13 失敗①「どうしたいのか」が共有できない
本noteは連載形式です。全部で約100回の予定となります。本連載「想定外を克服する『究極の状況判断力』」のリンクは最下部に記載してあります。
13 最初の一歩「どうしたいのか」が共有できない
上司と部下との間の共通の行動規範の必要性は理解したとして、どのような共通の認識が必要なのかということが大切になる。
まずは、あなたがA案件を任された際にとった行動を思い起こして欲しい。
あなたは、上司から計画を立てて欲しいと頼まれた。Aの計画化は、社内で未だ誰も手を付けたことがない案件で、誰かのマネごとでは乗り越えられない代物だった。

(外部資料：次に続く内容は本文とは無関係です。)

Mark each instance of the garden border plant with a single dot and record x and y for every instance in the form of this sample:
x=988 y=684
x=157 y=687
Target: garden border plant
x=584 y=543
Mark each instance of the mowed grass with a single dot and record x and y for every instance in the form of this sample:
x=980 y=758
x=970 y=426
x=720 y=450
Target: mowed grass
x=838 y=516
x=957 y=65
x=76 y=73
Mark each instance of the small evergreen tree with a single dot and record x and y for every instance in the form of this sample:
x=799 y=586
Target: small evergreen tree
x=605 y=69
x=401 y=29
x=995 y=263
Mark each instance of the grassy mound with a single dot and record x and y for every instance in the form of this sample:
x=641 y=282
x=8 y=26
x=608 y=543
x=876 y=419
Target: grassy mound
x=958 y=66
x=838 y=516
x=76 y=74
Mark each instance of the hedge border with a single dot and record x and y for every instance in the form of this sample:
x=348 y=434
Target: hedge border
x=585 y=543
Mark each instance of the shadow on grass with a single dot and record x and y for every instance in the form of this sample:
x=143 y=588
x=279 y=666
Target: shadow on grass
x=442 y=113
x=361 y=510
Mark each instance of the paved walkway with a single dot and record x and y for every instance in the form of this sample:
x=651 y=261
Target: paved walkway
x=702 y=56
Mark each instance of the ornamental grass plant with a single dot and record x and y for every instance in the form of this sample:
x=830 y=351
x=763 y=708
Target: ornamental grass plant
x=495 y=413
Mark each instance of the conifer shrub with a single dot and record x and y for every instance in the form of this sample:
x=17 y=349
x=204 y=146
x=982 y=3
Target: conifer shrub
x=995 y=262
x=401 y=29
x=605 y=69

初めてのことであって少し気が引けたが、せっかく上司のBさんが任せてくれたのだから、と意気込んだ。
しかし、Bさんが持っているイメージが分かりにくかった。最終的に会社としてどこまで求めたいのか、完成時期はどうか、予算はどうか、競合他社との優位性はどうするか等々。計画を立てるにあたって、あまりにも選択肢がありすぎて、正直どこからどのように考えて手を付ければ良いか分からなかった。
あなたは、決してこのような大きな案件の経験が無かったわけでもなく、ある程度のプロジェクトはこれまでも任されて来たので、どのようなことを予め知っておかなければプランニングまで持っていけないかは想像できる能力がある。

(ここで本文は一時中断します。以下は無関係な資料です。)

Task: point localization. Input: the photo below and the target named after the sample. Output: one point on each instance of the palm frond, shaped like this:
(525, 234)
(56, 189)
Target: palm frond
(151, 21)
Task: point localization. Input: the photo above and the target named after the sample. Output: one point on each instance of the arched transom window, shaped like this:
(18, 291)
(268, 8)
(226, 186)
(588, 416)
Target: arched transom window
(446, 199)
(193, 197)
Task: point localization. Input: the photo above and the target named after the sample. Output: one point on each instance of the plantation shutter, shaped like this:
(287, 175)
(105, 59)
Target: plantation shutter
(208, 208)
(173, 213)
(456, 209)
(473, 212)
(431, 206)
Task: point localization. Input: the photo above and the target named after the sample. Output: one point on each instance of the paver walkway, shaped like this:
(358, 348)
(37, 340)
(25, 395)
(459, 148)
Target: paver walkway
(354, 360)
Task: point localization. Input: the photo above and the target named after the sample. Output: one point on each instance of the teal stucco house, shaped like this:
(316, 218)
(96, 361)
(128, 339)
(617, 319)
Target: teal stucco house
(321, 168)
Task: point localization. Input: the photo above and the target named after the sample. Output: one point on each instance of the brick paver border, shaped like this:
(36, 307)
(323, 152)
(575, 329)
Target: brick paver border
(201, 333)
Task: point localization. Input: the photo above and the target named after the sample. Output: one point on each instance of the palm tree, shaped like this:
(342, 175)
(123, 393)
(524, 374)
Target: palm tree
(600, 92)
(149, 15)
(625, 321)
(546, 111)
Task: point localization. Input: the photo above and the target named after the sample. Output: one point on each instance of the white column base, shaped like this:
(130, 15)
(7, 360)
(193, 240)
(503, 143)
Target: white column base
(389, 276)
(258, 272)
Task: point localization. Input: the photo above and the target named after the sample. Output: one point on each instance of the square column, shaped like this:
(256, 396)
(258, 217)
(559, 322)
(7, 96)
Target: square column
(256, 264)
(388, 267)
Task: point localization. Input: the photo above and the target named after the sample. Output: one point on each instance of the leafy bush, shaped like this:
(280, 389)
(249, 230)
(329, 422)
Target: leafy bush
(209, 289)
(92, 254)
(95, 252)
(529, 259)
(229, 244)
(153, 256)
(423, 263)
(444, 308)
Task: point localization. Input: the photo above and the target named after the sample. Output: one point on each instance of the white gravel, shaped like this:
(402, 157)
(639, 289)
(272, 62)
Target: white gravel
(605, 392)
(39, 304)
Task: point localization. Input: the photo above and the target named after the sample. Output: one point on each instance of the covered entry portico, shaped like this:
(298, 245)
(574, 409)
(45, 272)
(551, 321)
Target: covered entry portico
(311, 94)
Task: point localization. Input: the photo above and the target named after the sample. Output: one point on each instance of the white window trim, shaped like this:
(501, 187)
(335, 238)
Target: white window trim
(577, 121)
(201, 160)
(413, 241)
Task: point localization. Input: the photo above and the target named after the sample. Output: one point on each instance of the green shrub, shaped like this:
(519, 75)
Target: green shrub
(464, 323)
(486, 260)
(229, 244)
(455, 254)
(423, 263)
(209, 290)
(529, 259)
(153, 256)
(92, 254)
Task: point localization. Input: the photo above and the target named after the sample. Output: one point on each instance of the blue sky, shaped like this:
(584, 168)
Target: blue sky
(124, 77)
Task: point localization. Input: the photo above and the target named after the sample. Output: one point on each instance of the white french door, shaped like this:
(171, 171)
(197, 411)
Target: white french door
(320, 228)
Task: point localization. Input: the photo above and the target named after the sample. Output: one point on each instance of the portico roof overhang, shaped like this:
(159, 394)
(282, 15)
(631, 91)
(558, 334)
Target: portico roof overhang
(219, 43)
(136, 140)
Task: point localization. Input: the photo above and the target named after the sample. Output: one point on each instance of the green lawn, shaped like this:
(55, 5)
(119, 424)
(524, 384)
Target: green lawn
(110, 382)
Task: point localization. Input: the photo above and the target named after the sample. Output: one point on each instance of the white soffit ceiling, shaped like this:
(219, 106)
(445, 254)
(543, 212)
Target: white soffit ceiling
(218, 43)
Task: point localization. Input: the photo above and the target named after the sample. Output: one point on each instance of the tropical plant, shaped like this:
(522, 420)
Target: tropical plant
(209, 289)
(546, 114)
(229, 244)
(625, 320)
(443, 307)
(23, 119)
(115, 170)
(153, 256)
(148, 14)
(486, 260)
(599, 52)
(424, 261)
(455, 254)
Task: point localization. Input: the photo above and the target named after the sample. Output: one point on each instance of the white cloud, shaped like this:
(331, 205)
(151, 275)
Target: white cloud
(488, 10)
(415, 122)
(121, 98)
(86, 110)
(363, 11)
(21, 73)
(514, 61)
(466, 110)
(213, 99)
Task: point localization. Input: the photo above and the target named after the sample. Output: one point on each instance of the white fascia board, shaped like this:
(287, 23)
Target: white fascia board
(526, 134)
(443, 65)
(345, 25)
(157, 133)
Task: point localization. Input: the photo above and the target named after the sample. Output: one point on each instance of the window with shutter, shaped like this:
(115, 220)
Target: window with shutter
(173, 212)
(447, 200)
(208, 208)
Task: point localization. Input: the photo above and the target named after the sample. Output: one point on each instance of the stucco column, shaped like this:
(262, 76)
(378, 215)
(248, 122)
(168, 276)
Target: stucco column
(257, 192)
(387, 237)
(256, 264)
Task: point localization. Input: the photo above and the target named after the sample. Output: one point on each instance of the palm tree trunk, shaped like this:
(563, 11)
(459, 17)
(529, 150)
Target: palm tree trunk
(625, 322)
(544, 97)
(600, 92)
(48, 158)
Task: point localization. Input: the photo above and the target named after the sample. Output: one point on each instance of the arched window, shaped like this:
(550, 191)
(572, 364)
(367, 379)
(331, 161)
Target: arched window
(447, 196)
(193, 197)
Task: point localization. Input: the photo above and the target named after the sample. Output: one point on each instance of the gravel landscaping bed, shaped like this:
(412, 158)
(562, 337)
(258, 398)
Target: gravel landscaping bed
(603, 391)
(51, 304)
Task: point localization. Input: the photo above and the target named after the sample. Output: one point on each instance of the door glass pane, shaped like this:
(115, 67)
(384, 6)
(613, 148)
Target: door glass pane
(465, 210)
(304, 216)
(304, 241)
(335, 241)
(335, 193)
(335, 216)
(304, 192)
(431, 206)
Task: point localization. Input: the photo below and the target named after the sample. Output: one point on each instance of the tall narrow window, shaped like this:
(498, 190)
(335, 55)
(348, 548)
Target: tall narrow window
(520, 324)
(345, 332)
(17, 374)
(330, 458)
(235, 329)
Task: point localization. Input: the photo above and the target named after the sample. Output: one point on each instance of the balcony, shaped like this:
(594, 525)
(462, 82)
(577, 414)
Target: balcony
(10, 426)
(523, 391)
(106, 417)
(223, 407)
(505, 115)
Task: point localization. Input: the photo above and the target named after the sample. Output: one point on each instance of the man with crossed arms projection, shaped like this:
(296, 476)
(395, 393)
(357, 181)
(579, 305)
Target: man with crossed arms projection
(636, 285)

同時に、上司のBさんだって、もちろん様々な案件を乗り越えてきた強者だ。それもあって、あなたには少し、Bさんに盲目的に従っていた部分があったのかもしれない。
しかし、特に「想定外」ともいえる新規の案件や、本当の想定外な事態においては、このような予め知っておくべき項目については上司と部下が共通の認識の下、斉一的に協調して方針を打ち出すプロセスが必要となる。
一方で、「究極の状況判断力」のためのプロセスを適用した場合、最初に「インテンションの確立」という段階があった。インテンションとは、「意図」のことである。この「意図」は、通常、計画化に先立ってリーダーによって部下に対して出されるもので、規定の要素で構成される。簡単にいえば、「上司はどうしたいのか」ということに対する共通の理解である。
詳細は後述するが、この「どうしたいのか」という部分が常に曖昧に扱われがちであるため、時に指示が不明確になったり、担当者任せとなって時間だけがかかってしまう結果となる。あなたが上司のBさんとの間で経験したのも、まさにこのような事態なのである。